Le court roman de Franck Maubert, Une odeur de sainteté, paru à cette rentrée au Mercure de France, distille un trouble très étonnant. Rares sont les romanciers aujourd’hui à parler d’expériences mystiques avec autant de simplicité et, dirais-je, de discrétion. On sent, dans la prose de Maubert, toute une retenue exquise dans la description d’un phénomène mystérieux, probablement surnaturel, mais dans un sens moderne. Ce roman aurait pu s’intituler Possession, mais on est loin de l’hystérie d’un Źuławski, cinéaste polonais qui nous avait offert jadis un film excessivement borderline sur une thématique voisine.
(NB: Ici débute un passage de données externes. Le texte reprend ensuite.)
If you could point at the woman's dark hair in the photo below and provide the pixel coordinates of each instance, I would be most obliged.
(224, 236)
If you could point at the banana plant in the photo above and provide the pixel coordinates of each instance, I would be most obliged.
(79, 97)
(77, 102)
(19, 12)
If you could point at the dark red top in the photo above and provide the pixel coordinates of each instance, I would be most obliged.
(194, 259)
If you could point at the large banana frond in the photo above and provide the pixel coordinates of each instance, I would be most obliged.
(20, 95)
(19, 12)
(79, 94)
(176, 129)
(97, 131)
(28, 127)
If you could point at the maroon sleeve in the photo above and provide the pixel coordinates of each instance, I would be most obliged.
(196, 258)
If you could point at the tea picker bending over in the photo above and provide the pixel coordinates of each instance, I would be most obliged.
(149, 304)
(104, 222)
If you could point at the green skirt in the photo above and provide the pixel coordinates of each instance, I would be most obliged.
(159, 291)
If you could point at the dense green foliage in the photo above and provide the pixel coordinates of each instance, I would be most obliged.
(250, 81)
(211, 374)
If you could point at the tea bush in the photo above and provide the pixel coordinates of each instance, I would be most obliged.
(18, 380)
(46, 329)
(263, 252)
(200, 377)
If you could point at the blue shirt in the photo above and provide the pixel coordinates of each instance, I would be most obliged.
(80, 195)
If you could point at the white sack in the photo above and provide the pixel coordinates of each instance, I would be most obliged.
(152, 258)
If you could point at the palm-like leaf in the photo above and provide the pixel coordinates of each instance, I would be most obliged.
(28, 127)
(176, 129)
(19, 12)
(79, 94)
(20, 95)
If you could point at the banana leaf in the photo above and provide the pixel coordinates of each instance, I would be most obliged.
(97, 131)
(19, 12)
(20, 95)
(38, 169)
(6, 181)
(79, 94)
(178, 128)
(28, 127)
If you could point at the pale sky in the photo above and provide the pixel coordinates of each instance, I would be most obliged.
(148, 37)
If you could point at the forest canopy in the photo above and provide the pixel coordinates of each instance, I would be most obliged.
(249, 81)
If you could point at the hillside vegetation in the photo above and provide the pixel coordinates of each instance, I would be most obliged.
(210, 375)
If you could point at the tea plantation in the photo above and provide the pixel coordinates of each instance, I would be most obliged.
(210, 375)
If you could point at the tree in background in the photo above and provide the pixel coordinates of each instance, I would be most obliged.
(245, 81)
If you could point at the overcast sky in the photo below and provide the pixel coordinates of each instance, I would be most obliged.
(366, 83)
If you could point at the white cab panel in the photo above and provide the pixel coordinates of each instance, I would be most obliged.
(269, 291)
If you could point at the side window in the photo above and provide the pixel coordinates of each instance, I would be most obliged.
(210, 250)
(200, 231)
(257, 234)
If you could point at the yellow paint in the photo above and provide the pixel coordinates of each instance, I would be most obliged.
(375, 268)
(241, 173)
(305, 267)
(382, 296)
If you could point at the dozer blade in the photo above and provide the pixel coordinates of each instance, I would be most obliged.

Sur le plan du style, Une odeur de sainteté s’inscrit, malgré l’importance accordée à la religion, dans une littérature qui, à mon sens, doit beaucoup à certains écrivains d’après-guerre inspirés par le surréalisme, comme par exemple Pieyre de Mandiargues, la préciosité mise à part. La qualité de l’écriture se perçoit de même, donnant à ce qui est raconté une portée inoubliable.
Un « nez »
L’héroïne de Franck Maubert est un « nez », une femme nommée Jeanne Doucet, travaillant pour un grand parfumeur parisien. C’est une spécialiste des fleurs et de leurs mille odeurs, classées dans sa tête de manière infaillible. Un jour, on lui demande une chose extraordinaire : « On me charge d’aller renifler le cœur d’une future sainte, en vue d’une béatification, vérifier avec mon nez un cœur, un cœur sensé être souverainement pur. » La sainte en question, Émérence Denosse, a vécu au XIXe siècle en Touraine. Le bref instant où Jeanne respire le petit cœur de la sainte la bouleverse totalement. Elle pressent que c’est pour elle un événement unique, qui se transforme en obsession. « Je ne lâcherai plus Émérence Denosse », comme elle le dit. Sa vie s’en trouvera bouleversée, toute dirigée vers le désir de découvrir plus avant quelle fut cette âme vouée à la sainteté : « Je brûle d’envie de la connaître, retrouver celle qui venait de m’offrir ce qu’elle avait de plus intime : le parfum de son cœur, ce cœur qui m’a imprégnée. Est-ce cela qu’on appelle l’odeur de sainteté, ce sentiment qui vous entraîne dans l’au-delà ? »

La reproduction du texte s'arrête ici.